Just working from memory here so bear with me.

I believe in the case of AC at the end of the day folks on pension took a 25% reduction in addition those that tried to get out on the buyout lost there severance money.

This was on the first bankruptcy.


----------



## new dog (Jun 21, 2016)

What do you guys make of this story telling black people to be cautious or not to fly American Airlines. Personally I don't think the higher ups would want anything to do with discrimination and I would think the airline will clamp down on this.

http://money.cnn.com/2017/10/25/news/companies/naacp-travel-advisory-american-airlines/index.html


----------



## Eclectic12 (Oct 20, 2010)

RedRose said:


> One wonders what happens to those AA DB pensions?


It seems it will take some digging to figure it out.

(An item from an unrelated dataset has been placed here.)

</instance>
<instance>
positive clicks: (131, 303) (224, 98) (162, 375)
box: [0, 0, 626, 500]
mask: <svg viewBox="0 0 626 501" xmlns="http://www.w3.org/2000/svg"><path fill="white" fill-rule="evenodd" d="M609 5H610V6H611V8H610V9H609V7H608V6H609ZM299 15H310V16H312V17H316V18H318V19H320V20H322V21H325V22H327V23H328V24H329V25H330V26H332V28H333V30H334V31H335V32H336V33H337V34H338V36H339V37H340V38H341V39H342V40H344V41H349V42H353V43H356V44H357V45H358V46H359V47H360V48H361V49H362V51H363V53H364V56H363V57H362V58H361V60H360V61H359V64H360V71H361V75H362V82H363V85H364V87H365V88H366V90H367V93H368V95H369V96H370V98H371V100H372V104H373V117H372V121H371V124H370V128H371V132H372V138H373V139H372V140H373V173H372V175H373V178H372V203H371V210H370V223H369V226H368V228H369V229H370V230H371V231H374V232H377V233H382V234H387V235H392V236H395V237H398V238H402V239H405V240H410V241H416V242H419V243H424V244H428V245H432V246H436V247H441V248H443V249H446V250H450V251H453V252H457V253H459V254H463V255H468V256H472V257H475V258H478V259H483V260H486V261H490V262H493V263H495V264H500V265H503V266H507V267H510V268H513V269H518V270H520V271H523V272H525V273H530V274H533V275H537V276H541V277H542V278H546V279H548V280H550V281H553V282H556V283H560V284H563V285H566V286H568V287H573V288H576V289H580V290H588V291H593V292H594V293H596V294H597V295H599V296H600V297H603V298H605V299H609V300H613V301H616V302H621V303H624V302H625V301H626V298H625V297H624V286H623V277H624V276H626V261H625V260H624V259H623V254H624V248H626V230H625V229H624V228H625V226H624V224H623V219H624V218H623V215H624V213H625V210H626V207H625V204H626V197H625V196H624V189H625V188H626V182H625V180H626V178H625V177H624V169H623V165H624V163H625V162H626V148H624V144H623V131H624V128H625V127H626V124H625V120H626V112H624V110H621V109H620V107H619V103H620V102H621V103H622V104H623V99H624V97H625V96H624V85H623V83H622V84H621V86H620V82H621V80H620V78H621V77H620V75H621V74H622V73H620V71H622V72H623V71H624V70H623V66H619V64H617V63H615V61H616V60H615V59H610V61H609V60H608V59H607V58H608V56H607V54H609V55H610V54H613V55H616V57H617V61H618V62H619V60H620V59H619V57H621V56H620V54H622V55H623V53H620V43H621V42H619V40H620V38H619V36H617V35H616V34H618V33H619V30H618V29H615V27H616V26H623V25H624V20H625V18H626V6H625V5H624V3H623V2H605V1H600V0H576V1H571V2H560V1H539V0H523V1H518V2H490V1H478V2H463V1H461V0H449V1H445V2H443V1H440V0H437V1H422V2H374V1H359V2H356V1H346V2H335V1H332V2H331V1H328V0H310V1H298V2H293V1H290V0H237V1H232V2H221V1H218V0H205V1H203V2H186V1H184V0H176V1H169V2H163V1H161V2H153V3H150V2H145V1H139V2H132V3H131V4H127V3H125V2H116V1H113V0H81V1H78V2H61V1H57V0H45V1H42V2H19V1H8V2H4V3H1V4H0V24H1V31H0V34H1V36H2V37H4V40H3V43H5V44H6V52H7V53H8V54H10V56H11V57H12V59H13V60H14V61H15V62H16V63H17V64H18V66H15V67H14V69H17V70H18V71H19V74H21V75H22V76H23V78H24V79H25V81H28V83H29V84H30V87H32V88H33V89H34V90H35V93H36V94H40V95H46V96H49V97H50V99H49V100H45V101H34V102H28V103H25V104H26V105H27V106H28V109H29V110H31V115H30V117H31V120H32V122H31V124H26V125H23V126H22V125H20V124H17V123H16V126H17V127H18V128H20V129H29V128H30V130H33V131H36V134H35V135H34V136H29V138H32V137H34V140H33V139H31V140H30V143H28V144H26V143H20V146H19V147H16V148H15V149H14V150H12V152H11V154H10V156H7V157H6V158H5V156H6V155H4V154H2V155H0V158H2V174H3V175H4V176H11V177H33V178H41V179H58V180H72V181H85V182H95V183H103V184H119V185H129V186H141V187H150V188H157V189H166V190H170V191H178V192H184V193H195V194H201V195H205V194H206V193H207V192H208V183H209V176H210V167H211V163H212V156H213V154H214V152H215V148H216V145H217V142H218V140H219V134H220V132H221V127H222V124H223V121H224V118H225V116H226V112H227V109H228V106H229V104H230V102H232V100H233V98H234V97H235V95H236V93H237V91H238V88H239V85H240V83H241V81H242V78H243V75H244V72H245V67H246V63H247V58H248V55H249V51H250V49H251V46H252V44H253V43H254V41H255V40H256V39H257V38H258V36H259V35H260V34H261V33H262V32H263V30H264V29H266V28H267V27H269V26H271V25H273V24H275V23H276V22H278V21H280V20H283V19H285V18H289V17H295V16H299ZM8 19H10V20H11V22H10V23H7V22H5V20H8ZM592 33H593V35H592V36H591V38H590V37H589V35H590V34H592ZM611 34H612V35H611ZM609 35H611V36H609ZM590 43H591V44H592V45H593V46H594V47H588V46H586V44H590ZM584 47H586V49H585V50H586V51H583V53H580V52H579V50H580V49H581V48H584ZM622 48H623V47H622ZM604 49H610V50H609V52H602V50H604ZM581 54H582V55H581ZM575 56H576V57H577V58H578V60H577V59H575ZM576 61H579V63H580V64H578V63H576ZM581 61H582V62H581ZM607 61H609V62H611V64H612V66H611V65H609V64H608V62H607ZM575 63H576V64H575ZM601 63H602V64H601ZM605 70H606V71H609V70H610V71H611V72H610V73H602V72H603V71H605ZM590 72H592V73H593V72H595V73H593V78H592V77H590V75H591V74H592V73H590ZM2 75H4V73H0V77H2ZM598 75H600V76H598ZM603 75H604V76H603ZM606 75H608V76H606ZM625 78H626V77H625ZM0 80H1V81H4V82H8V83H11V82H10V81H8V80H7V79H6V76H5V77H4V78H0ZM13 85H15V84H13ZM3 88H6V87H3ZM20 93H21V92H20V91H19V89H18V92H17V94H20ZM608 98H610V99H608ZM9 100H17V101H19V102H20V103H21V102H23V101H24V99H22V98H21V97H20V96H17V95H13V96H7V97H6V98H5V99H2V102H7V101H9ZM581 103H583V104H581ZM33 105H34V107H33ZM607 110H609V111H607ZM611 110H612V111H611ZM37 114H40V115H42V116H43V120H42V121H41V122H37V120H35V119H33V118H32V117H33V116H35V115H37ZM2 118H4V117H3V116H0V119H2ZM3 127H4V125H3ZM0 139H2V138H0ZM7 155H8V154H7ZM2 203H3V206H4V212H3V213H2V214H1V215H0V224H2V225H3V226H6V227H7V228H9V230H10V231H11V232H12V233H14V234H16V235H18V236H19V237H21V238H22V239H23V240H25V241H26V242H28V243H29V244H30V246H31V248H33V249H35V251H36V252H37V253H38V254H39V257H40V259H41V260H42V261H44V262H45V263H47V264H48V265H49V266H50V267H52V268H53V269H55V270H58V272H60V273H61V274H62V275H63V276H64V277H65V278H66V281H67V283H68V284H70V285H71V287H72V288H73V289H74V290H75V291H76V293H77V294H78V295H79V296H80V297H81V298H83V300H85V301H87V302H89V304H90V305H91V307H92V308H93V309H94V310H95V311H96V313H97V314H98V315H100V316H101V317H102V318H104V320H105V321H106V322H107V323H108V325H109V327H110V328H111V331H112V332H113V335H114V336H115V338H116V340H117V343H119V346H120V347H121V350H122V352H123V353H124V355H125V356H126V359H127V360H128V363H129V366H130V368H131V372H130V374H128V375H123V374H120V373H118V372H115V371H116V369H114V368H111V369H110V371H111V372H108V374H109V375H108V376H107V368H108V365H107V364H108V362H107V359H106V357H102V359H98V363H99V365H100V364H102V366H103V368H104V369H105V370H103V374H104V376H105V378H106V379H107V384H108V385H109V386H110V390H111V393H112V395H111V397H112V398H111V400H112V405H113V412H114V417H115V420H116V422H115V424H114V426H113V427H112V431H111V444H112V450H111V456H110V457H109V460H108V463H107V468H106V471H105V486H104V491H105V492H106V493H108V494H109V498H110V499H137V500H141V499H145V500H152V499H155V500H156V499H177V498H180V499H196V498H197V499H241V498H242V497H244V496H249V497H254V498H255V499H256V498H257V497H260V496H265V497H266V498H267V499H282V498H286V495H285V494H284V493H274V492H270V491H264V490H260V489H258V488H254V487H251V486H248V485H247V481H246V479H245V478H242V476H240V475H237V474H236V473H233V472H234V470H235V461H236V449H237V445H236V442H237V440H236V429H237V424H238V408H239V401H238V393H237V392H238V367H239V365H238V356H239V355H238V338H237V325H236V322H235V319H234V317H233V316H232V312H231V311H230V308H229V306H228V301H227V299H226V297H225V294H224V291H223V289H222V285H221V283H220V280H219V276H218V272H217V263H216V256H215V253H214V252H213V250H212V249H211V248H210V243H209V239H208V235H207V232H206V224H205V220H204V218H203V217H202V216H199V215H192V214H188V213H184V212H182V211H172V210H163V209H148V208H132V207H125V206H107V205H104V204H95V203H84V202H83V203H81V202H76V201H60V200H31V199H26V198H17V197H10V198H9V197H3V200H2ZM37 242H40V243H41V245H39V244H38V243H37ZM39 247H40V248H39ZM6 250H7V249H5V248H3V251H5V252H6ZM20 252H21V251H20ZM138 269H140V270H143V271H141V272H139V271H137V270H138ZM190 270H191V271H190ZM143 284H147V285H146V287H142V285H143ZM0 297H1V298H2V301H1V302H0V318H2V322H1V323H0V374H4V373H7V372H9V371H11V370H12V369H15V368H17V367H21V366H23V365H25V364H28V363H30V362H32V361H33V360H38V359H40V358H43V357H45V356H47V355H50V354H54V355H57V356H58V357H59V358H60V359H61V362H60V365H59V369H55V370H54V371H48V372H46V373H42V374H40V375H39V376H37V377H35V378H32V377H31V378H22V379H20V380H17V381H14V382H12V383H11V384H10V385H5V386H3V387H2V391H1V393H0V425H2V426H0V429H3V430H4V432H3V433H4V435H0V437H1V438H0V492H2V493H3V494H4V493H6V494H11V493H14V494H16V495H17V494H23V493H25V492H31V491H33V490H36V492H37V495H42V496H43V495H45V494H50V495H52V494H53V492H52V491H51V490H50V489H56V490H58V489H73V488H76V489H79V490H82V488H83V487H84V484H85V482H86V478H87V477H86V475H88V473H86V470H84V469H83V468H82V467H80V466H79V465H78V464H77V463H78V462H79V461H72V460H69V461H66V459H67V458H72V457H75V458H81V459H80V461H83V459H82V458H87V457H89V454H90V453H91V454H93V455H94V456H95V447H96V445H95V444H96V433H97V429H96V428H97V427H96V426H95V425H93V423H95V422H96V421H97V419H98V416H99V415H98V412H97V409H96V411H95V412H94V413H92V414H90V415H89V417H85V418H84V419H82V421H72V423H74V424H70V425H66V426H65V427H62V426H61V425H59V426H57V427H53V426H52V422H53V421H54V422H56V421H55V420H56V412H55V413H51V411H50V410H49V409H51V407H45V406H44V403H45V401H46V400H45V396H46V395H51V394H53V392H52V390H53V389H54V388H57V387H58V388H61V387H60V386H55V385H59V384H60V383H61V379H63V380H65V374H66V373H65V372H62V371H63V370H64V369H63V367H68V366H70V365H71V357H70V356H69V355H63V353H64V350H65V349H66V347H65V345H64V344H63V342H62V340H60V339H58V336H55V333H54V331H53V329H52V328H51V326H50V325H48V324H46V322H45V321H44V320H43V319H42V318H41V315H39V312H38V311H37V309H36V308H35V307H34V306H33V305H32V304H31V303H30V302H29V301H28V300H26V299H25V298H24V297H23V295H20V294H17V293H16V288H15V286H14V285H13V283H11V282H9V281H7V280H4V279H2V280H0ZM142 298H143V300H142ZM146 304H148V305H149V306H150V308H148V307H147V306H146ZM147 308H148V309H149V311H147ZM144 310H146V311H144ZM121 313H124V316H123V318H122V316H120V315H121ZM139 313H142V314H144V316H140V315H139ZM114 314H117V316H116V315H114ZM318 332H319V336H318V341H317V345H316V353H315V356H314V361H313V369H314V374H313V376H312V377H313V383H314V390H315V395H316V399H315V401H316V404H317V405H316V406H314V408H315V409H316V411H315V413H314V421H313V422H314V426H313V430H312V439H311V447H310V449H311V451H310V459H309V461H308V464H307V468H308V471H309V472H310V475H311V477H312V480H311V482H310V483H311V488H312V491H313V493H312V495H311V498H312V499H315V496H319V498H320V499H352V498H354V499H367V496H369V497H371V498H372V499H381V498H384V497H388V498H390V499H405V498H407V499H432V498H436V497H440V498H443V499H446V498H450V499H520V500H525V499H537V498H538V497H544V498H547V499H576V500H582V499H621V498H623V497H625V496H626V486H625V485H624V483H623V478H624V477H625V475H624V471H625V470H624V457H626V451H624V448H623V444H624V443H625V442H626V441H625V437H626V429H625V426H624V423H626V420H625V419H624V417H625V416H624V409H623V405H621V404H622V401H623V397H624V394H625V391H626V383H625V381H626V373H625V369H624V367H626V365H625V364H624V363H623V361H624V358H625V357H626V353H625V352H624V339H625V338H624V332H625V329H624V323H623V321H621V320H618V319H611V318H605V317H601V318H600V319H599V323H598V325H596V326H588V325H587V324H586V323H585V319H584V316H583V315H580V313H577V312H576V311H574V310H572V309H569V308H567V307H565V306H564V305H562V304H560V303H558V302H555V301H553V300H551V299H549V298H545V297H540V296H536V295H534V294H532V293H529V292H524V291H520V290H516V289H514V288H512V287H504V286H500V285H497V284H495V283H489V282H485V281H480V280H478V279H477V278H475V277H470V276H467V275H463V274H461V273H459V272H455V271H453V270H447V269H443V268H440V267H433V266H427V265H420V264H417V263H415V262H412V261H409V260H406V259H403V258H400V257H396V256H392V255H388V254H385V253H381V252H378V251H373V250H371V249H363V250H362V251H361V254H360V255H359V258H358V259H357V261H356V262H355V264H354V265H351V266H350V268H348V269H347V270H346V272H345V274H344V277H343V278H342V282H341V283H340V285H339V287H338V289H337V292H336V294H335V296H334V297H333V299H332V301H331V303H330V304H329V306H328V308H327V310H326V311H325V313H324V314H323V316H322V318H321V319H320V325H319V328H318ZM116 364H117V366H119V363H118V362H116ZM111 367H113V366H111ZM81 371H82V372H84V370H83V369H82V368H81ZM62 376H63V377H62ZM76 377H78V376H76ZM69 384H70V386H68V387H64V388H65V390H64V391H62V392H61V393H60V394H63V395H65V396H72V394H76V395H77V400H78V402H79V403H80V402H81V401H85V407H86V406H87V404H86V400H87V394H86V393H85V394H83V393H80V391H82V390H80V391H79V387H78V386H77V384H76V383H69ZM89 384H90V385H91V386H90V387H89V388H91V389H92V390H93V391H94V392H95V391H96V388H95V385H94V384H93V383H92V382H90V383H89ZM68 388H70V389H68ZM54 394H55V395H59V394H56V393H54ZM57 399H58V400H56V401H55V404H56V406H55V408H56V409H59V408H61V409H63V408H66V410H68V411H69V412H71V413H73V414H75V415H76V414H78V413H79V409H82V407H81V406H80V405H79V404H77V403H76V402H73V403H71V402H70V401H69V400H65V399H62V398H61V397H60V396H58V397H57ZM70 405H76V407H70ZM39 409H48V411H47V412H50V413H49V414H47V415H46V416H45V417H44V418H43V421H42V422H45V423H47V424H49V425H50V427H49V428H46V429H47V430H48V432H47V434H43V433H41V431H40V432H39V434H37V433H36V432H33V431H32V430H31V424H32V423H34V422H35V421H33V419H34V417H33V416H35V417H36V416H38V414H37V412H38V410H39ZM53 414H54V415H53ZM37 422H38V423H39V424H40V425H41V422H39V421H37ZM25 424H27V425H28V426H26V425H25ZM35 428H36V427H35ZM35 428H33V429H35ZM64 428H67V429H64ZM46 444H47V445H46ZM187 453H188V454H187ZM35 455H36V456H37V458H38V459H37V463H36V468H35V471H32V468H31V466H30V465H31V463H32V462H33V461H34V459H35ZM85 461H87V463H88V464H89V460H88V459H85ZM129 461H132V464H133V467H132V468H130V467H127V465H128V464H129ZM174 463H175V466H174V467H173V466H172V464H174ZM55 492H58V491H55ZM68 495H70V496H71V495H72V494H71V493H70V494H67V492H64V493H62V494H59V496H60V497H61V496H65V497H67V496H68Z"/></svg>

This article says that as part of the 2011 bankruptcy fall out, as of Nov 1st, 2012 - DB pensions credits ceased to be earned. As of that date, AA instead mostly matched employee contributions to 401K plans, up to 5.5% of earnings. The pilot's DC pension was supposed to be frozen as of Nov 1st then terminated as of Nov 30th, where $$ in the account would be transferred to the pilots.
https://www.dallasnews.com/business...-airlines-to-freeze-pension-plans-as-of-nov-1
http://www.reuters.com/article/us-c...nsion-battle-may-spread-idUSTRE81S1Z220120229

That's a while ago so it is not clear if the current status is.


Cheers


----------